Al Robinson

Personal information
- Full name: Albert Robinson
- Born: June 18, 1947 Paris, Texas, U.S.
- Died: January 24, 1974 (aged 26) Oakland, California, U.S.
- Height: 71 in (180 cm)
- Weight: 126 lb (57 kg)

Sport
- Sport: Boxing
- Weight class: Featherweight

Medal record
Men's boxing
Representing the United States
Olympic Games
| Silver medal – second place | 1968 Mexico City | Featherweight -57 kg |
Pan American Games
| Bronze medal – third place | 1967 Winnipeg | Featherweight -57 kg |

= Al Robinson =

American boxer

Albert Robinson (June 18, 1947 – January 24, 1974) was a boxer from Oakland, California who competed in the featherweight division (– 57 kg) during his career.

==Amateur career==
Robinson was the featherweight (125 pounds) silver medalist in the 1968 Olympic Games in Mexico City. In the final Robinson lost a highly disputed bout to Antonio Roldan of Mexico. Robinson was dominating the fight when suddenly the referee gave Robinson a warning. About a minute later, the referee issued a second violation for an alleged butt that opened up a bloody gash on Roldan's head.
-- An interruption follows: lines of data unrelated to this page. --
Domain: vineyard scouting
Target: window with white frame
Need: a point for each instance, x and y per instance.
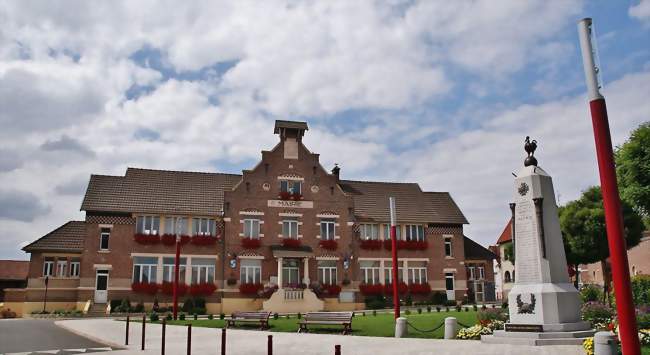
(290, 228)
(370, 272)
(369, 231)
(61, 266)
(148, 225)
(202, 270)
(251, 228)
(448, 247)
(415, 232)
(203, 226)
(176, 225)
(144, 269)
(327, 272)
(250, 271)
(169, 265)
(75, 266)
(398, 232)
(48, 267)
(417, 272)
(327, 229)
(388, 271)
(104, 236)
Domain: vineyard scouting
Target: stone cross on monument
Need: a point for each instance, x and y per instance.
(543, 305)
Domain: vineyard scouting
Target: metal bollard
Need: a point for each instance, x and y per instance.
(451, 327)
(223, 341)
(189, 339)
(401, 328)
(605, 343)
(126, 337)
(162, 346)
(144, 321)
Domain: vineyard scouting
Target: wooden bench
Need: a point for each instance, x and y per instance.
(249, 317)
(327, 318)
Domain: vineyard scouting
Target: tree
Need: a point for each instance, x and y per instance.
(585, 236)
(633, 170)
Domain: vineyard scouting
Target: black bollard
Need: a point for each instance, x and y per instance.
(126, 336)
(144, 321)
(223, 341)
(189, 339)
(162, 345)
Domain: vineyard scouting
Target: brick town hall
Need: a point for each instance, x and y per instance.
(285, 236)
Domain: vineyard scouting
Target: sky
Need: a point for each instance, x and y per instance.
(441, 93)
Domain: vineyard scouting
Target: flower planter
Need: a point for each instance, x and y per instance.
(146, 238)
(328, 244)
(251, 243)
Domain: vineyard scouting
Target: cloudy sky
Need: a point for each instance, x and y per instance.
(437, 92)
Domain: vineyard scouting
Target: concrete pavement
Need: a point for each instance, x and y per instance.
(250, 342)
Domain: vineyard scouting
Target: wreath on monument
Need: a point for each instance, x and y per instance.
(526, 308)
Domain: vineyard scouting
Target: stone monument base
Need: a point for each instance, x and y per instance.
(547, 337)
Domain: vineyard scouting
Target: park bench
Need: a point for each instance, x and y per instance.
(249, 317)
(327, 318)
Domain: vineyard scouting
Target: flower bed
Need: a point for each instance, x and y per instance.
(146, 238)
(170, 239)
(149, 288)
(291, 243)
(167, 288)
(420, 289)
(371, 289)
(371, 244)
(250, 289)
(204, 239)
(329, 244)
(202, 289)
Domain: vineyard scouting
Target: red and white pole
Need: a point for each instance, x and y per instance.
(611, 199)
(393, 238)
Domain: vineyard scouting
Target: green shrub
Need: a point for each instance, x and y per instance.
(591, 293)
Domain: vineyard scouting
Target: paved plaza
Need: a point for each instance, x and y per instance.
(251, 342)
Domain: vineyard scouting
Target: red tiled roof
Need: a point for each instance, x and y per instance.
(14, 269)
(506, 235)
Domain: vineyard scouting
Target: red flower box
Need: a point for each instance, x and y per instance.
(146, 238)
(402, 287)
(145, 287)
(421, 289)
(371, 289)
(291, 243)
(203, 289)
(204, 240)
(250, 289)
(170, 239)
(371, 244)
(167, 288)
(251, 243)
(328, 244)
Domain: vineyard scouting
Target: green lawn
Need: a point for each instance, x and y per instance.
(381, 325)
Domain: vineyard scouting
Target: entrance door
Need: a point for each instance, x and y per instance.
(101, 286)
(449, 282)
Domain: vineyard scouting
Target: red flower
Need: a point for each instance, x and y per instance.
(145, 287)
(146, 238)
(168, 288)
(202, 289)
(371, 244)
(291, 243)
(423, 289)
(251, 243)
(329, 244)
(250, 289)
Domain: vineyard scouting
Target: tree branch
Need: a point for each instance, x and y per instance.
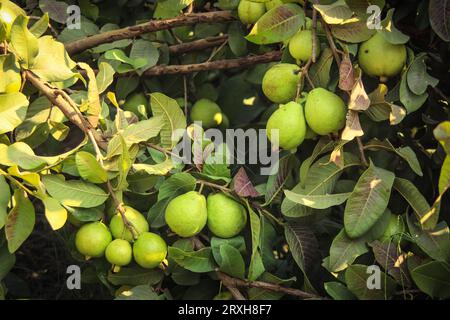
(150, 26)
(206, 66)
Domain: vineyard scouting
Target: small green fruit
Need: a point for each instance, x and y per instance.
(249, 12)
(92, 239)
(149, 250)
(226, 217)
(186, 215)
(208, 112)
(395, 230)
(300, 46)
(289, 120)
(280, 82)
(136, 220)
(379, 58)
(119, 253)
(325, 112)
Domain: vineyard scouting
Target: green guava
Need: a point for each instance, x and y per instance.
(186, 215)
(137, 221)
(289, 120)
(208, 112)
(280, 82)
(92, 239)
(300, 46)
(119, 252)
(226, 217)
(249, 12)
(379, 58)
(149, 250)
(325, 112)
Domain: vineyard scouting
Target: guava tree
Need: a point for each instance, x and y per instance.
(96, 97)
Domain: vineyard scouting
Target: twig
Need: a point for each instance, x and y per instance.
(150, 26)
(244, 62)
(234, 282)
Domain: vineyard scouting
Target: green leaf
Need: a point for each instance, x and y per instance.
(344, 251)
(433, 278)
(338, 291)
(134, 276)
(74, 193)
(20, 221)
(105, 76)
(5, 195)
(368, 201)
(13, 110)
(231, 261)
(55, 213)
(418, 78)
(356, 278)
(89, 168)
(177, 184)
(417, 202)
(435, 243)
(277, 25)
(23, 42)
(53, 63)
(389, 32)
(317, 201)
(174, 119)
(196, 261)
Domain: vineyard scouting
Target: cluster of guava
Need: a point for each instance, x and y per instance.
(128, 235)
(132, 239)
(322, 112)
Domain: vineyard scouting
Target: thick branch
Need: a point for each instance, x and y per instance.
(151, 26)
(197, 45)
(236, 283)
(213, 65)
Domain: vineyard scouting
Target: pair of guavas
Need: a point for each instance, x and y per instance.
(187, 215)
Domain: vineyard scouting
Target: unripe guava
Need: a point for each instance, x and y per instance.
(325, 112)
(9, 11)
(149, 250)
(208, 112)
(289, 120)
(119, 253)
(395, 230)
(92, 239)
(300, 46)
(249, 12)
(280, 82)
(379, 58)
(186, 215)
(136, 102)
(226, 217)
(137, 221)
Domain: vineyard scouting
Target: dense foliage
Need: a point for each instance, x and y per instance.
(93, 107)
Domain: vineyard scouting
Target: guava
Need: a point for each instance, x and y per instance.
(136, 103)
(325, 112)
(289, 120)
(300, 46)
(377, 57)
(92, 239)
(226, 217)
(149, 250)
(249, 12)
(186, 215)
(119, 252)
(280, 82)
(208, 112)
(394, 231)
(9, 11)
(137, 221)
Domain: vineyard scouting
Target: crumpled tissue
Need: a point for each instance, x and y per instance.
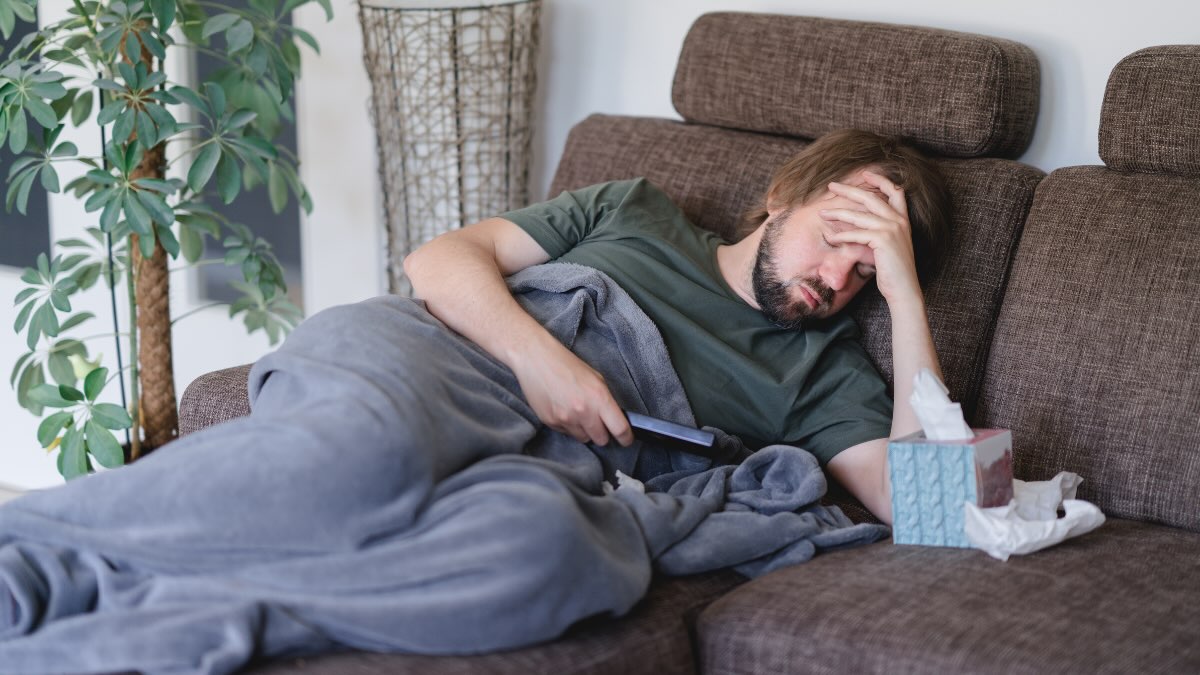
(940, 417)
(1030, 523)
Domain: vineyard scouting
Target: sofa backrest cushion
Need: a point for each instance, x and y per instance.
(1096, 360)
(1151, 115)
(715, 173)
(955, 94)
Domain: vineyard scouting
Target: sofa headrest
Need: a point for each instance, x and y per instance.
(1151, 117)
(955, 94)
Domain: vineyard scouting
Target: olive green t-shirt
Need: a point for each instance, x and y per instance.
(814, 388)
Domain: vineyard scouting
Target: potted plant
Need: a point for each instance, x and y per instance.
(102, 66)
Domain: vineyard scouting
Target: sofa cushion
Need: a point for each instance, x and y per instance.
(1120, 599)
(803, 76)
(214, 398)
(1096, 362)
(1151, 115)
(653, 639)
(715, 173)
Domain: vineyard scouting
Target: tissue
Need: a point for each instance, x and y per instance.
(940, 417)
(935, 471)
(1030, 523)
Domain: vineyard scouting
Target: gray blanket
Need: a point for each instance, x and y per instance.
(391, 490)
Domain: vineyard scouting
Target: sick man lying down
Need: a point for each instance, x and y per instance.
(435, 476)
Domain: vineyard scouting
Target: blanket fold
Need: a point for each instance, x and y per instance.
(391, 490)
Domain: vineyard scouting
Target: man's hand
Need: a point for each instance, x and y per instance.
(569, 395)
(883, 226)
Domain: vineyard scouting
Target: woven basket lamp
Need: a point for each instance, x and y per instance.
(453, 88)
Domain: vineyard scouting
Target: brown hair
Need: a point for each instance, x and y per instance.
(840, 153)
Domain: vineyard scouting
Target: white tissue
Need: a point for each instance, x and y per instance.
(940, 418)
(1030, 523)
(623, 483)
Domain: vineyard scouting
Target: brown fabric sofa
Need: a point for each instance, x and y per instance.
(1067, 312)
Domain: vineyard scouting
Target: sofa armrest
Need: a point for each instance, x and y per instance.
(214, 398)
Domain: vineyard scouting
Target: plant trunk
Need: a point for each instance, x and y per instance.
(159, 413)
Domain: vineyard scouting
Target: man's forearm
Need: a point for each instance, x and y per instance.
(912, 348)
(462, 285)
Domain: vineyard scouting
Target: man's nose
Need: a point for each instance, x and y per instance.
(837, 273)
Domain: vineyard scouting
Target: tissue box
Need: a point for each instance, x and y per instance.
(931, 479)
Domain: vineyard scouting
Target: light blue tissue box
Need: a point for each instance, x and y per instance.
(931, 479)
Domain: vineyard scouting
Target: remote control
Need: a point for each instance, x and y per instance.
(671, 435)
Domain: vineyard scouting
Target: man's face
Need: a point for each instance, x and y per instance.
(799, 274)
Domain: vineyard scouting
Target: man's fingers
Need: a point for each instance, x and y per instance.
(858, 219)
(617, 423)
(868, 198)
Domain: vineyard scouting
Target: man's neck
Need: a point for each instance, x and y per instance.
(736, 264)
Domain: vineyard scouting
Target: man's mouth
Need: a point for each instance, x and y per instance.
(810, 298)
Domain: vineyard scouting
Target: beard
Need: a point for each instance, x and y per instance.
(774, 296)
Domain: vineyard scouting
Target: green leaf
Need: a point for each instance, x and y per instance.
(103, 446)
(219, 23)
(111, 416)
(228, 178)
(48, 430)
(239, 36)
(48, 395)
(240, 119)
(65, 149)
(160, 211)
(30, 378)
(94, 383)
(60, 300)
(190, 243)
(42, 112)
(202, 168)
(60, 368)
(138, 216)
(75, 458)
(18, 133)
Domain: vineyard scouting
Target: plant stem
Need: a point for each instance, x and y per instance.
(135, 394)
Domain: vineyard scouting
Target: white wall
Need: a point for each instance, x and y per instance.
(615, 57)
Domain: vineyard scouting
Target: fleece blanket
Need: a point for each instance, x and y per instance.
(391, 490)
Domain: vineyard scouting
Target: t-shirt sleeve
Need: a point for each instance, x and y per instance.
(562, 222)
(847, 405)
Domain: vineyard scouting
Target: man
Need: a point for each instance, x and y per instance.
(850, 208)
(395, 489)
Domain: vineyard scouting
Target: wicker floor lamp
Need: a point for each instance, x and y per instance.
(453, 87)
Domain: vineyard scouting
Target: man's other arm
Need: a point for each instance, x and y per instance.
(863, 469)
(461, 274)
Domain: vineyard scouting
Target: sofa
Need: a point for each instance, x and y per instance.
(1068, 312)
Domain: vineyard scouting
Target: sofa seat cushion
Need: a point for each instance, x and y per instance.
(1121, 599)
(654, 638)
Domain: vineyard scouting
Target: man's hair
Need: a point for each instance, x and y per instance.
(838, 154)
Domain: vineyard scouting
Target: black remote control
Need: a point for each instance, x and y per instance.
(672, 436)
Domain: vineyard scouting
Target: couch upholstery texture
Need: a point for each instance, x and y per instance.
(1067, 312)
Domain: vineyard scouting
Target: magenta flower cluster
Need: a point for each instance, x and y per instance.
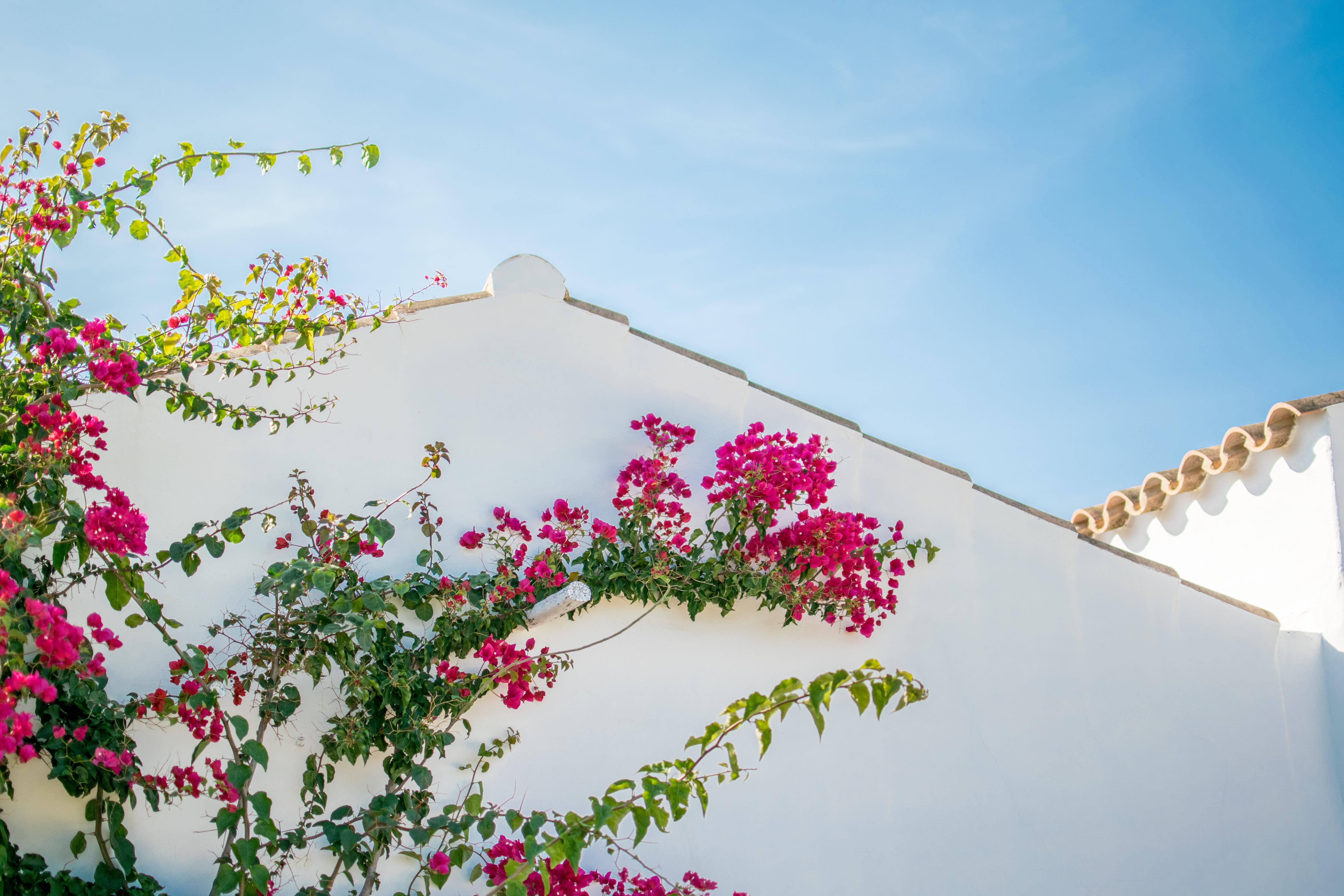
(566, 881)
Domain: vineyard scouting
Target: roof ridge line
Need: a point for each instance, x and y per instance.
(739, 373)
(1238, 444)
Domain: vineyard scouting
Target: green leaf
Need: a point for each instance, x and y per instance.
(325, 581)
(859, 692)
(126, 852)
(261, 803)
(60, 551)
(226, 881)
(642, 823)
(256, 752)
(382, 530)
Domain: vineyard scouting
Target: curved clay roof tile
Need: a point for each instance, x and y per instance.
(1232, 454)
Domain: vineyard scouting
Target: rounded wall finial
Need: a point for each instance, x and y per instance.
(523, 275)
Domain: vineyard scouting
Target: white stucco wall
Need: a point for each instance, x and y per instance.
(1268, 534)
(1095, 725)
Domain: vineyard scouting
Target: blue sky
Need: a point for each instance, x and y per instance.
(1056, 245)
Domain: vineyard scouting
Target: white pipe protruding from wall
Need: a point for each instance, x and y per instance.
(576, 594)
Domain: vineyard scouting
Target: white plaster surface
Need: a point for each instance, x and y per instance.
(1095, 726)
(1268, 534)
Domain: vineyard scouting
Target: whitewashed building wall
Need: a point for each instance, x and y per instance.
(1096, 725)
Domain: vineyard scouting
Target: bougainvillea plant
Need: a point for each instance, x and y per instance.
(409, 655)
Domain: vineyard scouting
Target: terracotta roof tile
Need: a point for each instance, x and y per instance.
(1232, 454)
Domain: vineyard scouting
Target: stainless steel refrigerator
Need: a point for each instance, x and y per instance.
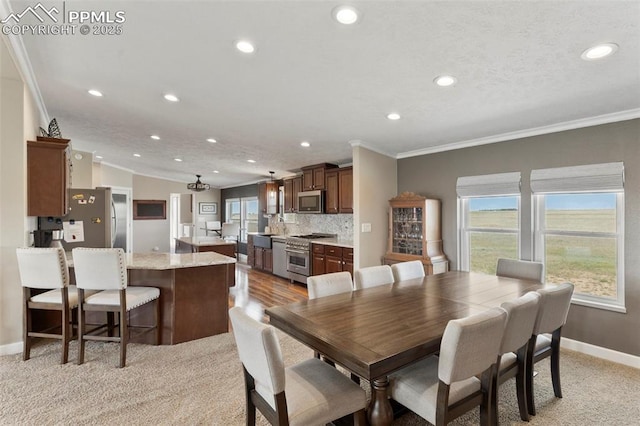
(92, 220)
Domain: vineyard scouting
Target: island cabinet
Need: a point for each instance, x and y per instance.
(415, 232)
(313, 177)
(291, 188)
(339, 194)
(268, 197)
(48, 176)
(327, 259)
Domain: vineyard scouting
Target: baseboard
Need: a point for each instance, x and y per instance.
(11, 349)
(600, 352)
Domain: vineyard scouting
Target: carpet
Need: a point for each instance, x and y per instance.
(200, 382)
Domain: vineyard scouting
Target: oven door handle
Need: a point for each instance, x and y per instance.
(296, 251)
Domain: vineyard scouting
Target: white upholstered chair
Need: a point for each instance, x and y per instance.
(46, 269)
(552, 315)
(522, 269)
(522, 313)
(329, 284)
(407, 270)
(308, 393)
(441, 388)
(105, 269)
(373, 276)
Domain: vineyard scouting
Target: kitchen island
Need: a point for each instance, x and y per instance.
(194, 293)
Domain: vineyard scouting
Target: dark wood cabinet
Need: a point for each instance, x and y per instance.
(268, 197)
(291, 188)
(339, 193)
(313, 177)
(48, 176)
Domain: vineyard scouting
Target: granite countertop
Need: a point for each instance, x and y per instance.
(170, 260)
(204, 241)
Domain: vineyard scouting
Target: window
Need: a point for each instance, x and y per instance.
(489, 220)
(243, 211)
(579, 230)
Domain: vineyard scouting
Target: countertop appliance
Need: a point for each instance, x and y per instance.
(311, 202)
(90, 222)
(297, 249)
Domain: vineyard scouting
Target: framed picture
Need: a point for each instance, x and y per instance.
(208, 208)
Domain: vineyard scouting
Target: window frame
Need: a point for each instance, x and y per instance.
(540, 232)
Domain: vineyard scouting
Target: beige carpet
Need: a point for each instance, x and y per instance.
(200, 382)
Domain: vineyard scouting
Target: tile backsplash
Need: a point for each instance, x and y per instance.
(300, 224)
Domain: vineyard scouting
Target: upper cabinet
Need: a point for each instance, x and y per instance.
(313, 177)
(48, 176)
(339, 186)
(268, 197)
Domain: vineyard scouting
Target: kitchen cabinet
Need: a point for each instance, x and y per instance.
(313, 177)
(291, 188)
(327, 259)
(48, 176)
(339, 190)
(415, 232)
(268, 197)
This resulted in Robinson's automatic disqualification.

==Olympic results==
===1968 – Mexico City===
Below are the results of Al Robinson, a featherweight boxer who represented the United States at the 1968 Mexico City Olympics:

| Round | Opponent | Result |
|---|---|---|
| Round of 32 | GBR John Cheshire | Won by referee stopped contest |
| Round of 16 | PHI Teogenes Pelegrino | Won by knockout in the second round |
| Quarterfinals | UAR Abdel Hady Khallaf Allah | Won by decision 5–0 |
| Semifinals | BUL Ivan Mihailov | Won by decision 4–2 |
| Final | MEX Antonio Roldán | Lost by disqualification (won silver medal) |

==Pro career==
Robinson turned pro in 1969 and won his first six bouts before being KO'd by journeyman Fermin Soto. He recovered after the loss to win his next six bouts.

==Death==
On April 30, 1971, Robinson lapsed into a coma, after complaining that he was feeling ill after a workout at the New Oakland Boxing Club. Robinson never came out of the coma, and died on January 24, 1974.